Ich finde es ja immer sehr respektabel, wenn sich ein Romanautor so in ein ihm eigentlich fremdes Thema einarbeitet, daß man merkt, der Mann hat jetzt richtig Ahnung. Respektabel, weil der Fleiß fast aus jeder Zeile herauszulesen ist, da hat jemand endlos Zeit am Schreibtisch verbracht und recherchiert. Leute befragt, vielleicht Reisen gemacht, Bücher gewälzt, in Bibliotheken gesessen. Literarisch ist das natürlich keine Leistung, im Gegenteil scheint es so, daß die allzu fleißigen Lerner gerne allzu viele Fakten in ihren Romanen unterbringen, nicht immer zum Gewinn des Ganzen. Nicht jeder ist eben ein Melville oder Zola, die aus Sachwissen Weltliteratur machen konnten.

Als Leser ist mir vollkommen egal, ob jemand zum Beispiel eine Szene auf einem amerikanischen Kriegsschiff durch hundert Fakten absichert oder mir mit drei einfachen Sätzen ein stimmungsvolles Bild liefert, aber eigentlich nicht die leiseste Ahnung hat, wozu die ganzen Geräte auf der Kommandobrücke da sind. Entweder das Ergebnis, die Szene, sagt mir etwas oder nicht. Wenn ich mich für amerikanische Kriegsschiffe wirklich interessieren würde, ich hätte schon längst ein Sachbuch dazu im Regal, aus einem Roman erwarte ich keine Weiterbildung in Sachfragen.
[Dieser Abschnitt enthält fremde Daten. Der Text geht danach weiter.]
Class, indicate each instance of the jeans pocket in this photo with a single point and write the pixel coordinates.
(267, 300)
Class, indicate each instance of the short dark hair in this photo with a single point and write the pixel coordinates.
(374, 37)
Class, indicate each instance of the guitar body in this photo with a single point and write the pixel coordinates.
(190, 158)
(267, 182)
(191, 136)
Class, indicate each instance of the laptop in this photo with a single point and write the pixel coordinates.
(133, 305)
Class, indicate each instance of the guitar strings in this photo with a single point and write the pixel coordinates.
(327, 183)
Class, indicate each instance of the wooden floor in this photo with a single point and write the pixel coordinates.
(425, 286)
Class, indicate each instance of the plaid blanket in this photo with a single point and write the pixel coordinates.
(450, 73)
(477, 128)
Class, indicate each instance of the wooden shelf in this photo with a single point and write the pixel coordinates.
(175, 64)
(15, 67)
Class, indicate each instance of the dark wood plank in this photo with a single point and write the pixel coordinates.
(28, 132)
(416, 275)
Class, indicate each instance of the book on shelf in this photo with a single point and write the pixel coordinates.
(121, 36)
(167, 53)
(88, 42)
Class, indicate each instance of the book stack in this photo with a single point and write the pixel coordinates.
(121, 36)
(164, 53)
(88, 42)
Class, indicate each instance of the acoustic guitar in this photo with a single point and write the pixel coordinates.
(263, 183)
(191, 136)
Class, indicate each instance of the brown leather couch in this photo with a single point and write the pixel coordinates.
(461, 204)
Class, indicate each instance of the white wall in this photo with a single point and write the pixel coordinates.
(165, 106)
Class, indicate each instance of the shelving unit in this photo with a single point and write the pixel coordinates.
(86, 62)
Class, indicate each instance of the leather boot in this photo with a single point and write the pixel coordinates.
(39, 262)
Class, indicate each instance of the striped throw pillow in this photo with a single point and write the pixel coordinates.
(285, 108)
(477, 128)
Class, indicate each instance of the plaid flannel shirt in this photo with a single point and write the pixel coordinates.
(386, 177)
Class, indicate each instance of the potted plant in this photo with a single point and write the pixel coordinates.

Adam Haslett: Union Atlantic. Aus dem Englischen von Uda Strätling. Das Buch erschien zuerst 2009 und beginnt so:

„Sie lagen am zweiten Abend im Hafen von Bahrain, als drüben im Admiralstab jemand beschloss, an Bord der Vincennes hätten alle zumindest mal eine Schachtel Zigaretten verdient. Die Geste kam gut an, bis – erst in der Kantine, dann in den Automaten – der Vorrat ausging und unter den Mannschaften und Unteroffizieren rund fünfzig zu kurz Gekommene sich um die einzige Anerkennung dessen betrogen fühlten, was sie durchgemacht hatten. Einige von ihnen strichen vor dem Bordsupermarkt herum, betrunken und deutlich der Meinung, der solle gefälligst aufmachen und das Versprechen einlösen.“

Ein Buch über drei Menschen in Amerika, ein Buch über amerikanische Gesellschaft, über die Finanzkrise und deren Vorgeschichte. Die Szenerie auf dem Kriegsschiff ist nur ein kleines, wichtiges Stück Vorgeschichte. Wobei die Sache mit den Finanzen in den Roman so eingebaut ist wie die Sachgeschichten in die Sendung mit der Maus, man merkt eben doch den Zeigefinger und die sanfte Belehrung, auch wenn es noch so geschmeidig daher erzählt wird. Man möchte den Autor zwischendurch anstupsen und sagen: „Mir doch egal, erzähl lieber weiter.“ Andererseits, wenn man sich zumindest am Rande für Finanzfragen interessiert, ist das Buch mit Sicherheit ein Gewinn. Gerade die eher unredlichen Praktiken werden schon sehr zwingend beschrieben, und, wenn man den Faden behält, auch sehr einleuchtend. Und man ist als Leser, besonders als deutscher Leser, ja auch durchaus dankbar, wenn die Hauptfiguren im Roman durch die Bank normale Berufe haben und nicht Schriftsteller sind.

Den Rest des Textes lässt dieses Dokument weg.